Спектакль «Табакерки» сделан теми же средствами, что и «Захудалый род» Женовача: рассказ Андрея Платонова не становится пьесой, он существует самостоятельно, с авторским текстом и условным делением не на роли, а на темы. Актеры не перевоплощаются в персонажей (Москву Честнову, изобретателя Сарториуса, хирурга Самбикина), они остаются актерами — Ириной Пеговой, Александром Яценко, Дмитрием Куличковым, которые рассказывают о таких странных, забавных и глубоко несчастных персонажах.
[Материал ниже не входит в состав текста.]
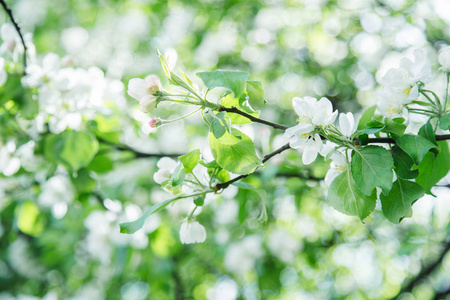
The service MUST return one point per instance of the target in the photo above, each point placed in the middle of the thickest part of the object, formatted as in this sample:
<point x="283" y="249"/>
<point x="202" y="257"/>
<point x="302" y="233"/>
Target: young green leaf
<point x="394" y="127"/>
<point x="220" y="125"/>
<point x="73" y="149"/>
<point x="372" y="167"/>
<point x="178" y="175"/>
<point x="415" y="145"/>
<point x="397" y="204"/>
<point x="345" y="196"/>
<point x="229" y="101"/>
<point x="403" y="164"/>
<point x="245" y="185"/>
<point x="233" y="80"/>
<point x="236" y="156"/>
<point x="444" y="122"/>
<point x="366" y="117"/>
<point x="255" y="94"/>
<point x="427" y="132"/>
<point x="434" y="168"/>
<point x="190" y="160"/>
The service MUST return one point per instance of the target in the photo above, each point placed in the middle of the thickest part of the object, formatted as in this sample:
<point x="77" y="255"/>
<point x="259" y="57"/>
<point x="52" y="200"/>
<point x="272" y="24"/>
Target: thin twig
<point x="426" y="271"/>
<point x="137" y="153"/>
<point x="9" y="12"/>
<point x="224" y="185"/>
<point x="252" y="118"/>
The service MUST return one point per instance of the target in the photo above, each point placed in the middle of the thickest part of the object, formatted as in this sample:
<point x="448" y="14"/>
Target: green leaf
<point x="403" y="164"/>
<point x="190" y="160"/>
<point x="366" y="117"/>
<point x="245" y="185"/>
<point x="427" y="132"/>
<point x="372" y="167"/>
<point x="394" y="127"/>
<point x="233" y="80"/>
<point x="434" y="168"/>
<point x="255" y="94"/>
<point x="223" y="176"/>
<point x="73" y="149"/>
<point x="132" y="227"/>
<point x="444" y="122"/>
<point x="397" y="204"/>
<point x="415" y="145"/>
<point x="178" y="175"/>
<point x="345" y="196"/>
<point x="229" y="101"/>
<point x="199" y="201"/>
<point x="235" y="155"/>
<point x="220" y="125"/>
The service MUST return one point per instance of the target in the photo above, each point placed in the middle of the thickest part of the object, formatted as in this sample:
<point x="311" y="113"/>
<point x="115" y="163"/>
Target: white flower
<point x="240" y="257"/>
<point x="404" y="81"/>
<point x="38" y="75"/>
<point x="10" y="38"/>
<point x="323" y="114"/>
<point x="145" y="90"/>
<point x="444" y="58"/>
<point x="283" y="245"/>
<point x="192" y="232"/>
<point x="347" y="124"/>
<point x="312" y="114"/>
<point x="9" y="165"/>
<point x="3" y="74"/>
<point x="166" y="167"/>
<point x="337" y="166"/>
<point x="302" y="136"/>
<point x="318" y="113"/>
<point x="390" y="104"/>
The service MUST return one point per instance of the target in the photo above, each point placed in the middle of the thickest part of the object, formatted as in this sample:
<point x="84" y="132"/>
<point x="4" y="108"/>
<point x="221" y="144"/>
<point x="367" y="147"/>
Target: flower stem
<point x="235" y="110"/>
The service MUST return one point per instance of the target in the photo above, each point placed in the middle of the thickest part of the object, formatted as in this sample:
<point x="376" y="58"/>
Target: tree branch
<point x="9" y="12"/>
<point x="252" y="118"/>
<point x="224" y="185"/>
<point x="392" y="141"/>
<point x="426" y="271"/>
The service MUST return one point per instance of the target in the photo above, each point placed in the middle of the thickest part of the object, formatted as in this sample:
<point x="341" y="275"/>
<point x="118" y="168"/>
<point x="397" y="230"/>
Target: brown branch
<point x="179" y="289"/>
<point x="252" y="118"/>
<point x="426" y="271"/>
<point x="392" y="141"/>
<point x="224" y="185"/>
<point x="9" y="12"/>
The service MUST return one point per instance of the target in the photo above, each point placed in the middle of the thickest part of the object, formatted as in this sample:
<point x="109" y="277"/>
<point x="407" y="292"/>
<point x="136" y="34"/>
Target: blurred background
<point x="59" y="233"/>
Очаровательная Ирина Пегова в этом спектакле проявилась как сильная драматическая и характерная актриса: в финале светящаяся и счастливая Москва, постаревшая и опустившаяся калека, она горько кричит, обвиняя обманувшую ее судьбу: «Я хочу быть счастливой!»

Прямая речь



На встрече с петербургскими зрителями Ирина Пегова рассказала о том, как работается ей с ведущим молодым режиссером Миндаугасом Карбаускисом:

— Мы с Миндаугасом однокурсники, более десяти лет назад вместе учились: он на режиссерском, а я на актерском. Я участвовала в самых первых его отрывках и этюдах. Те, кто это видел, могут подтвердить, что уже тогда это были маленькие шедевры. Я думаю, что неправильно считать Карбаускиса прибалтийским режиссером, ведь он учился и создал свои спектакли в России, он живет здесь и никуда не собирается уезжать. Его спектакли «попадают» во всех, независимо от национальности, — и в латышей, и в русских.
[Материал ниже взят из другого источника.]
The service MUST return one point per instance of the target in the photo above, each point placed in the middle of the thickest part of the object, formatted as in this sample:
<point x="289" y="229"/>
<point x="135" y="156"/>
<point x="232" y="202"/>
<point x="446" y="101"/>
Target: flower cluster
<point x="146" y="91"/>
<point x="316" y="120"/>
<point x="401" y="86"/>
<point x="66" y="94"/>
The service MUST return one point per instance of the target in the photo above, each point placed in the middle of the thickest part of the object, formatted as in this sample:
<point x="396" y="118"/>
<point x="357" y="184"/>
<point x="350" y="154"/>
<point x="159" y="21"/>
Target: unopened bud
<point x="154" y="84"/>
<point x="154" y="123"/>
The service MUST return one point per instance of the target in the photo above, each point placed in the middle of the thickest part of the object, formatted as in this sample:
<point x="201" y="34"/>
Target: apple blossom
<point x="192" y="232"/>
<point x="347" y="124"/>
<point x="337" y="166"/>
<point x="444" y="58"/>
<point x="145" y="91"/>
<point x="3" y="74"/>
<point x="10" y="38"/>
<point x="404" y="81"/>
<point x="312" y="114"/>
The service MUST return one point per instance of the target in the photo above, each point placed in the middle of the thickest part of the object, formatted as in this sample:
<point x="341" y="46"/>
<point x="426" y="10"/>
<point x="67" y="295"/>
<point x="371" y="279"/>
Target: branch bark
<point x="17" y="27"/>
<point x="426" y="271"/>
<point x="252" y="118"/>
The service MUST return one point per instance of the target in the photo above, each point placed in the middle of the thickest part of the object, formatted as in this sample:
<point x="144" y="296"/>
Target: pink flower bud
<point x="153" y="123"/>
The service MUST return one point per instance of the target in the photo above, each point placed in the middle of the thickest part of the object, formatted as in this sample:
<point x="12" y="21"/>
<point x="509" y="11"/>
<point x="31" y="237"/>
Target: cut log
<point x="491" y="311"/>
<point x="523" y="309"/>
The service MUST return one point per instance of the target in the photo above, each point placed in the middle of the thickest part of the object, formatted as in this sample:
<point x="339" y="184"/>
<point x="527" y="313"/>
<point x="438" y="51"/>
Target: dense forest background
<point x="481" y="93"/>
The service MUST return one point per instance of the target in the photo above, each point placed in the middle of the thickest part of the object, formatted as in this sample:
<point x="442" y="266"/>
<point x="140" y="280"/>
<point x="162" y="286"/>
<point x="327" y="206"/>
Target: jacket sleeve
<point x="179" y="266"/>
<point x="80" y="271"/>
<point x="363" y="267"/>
У меня никогда не было необходимости выбирать между работой в кино и в театре, но если бы такой выбор возник, я бы предпочла театр. Потому что спектакль — живое существо, он может меняться. Например, вчера перед спектаклем к нам зашел Карбаускис, сказал нам несколько слов, влил в нас новую энергию — и спектакль прошел совершенно иначе, чем обычно. А в кино как однажды все сняли и смонтировали, так навсегда и останется, там ничего от актера не зависит. В театре же спектакль будет вместе с нами расти, умнеть или глупеть, но меняться, и это прекрасно.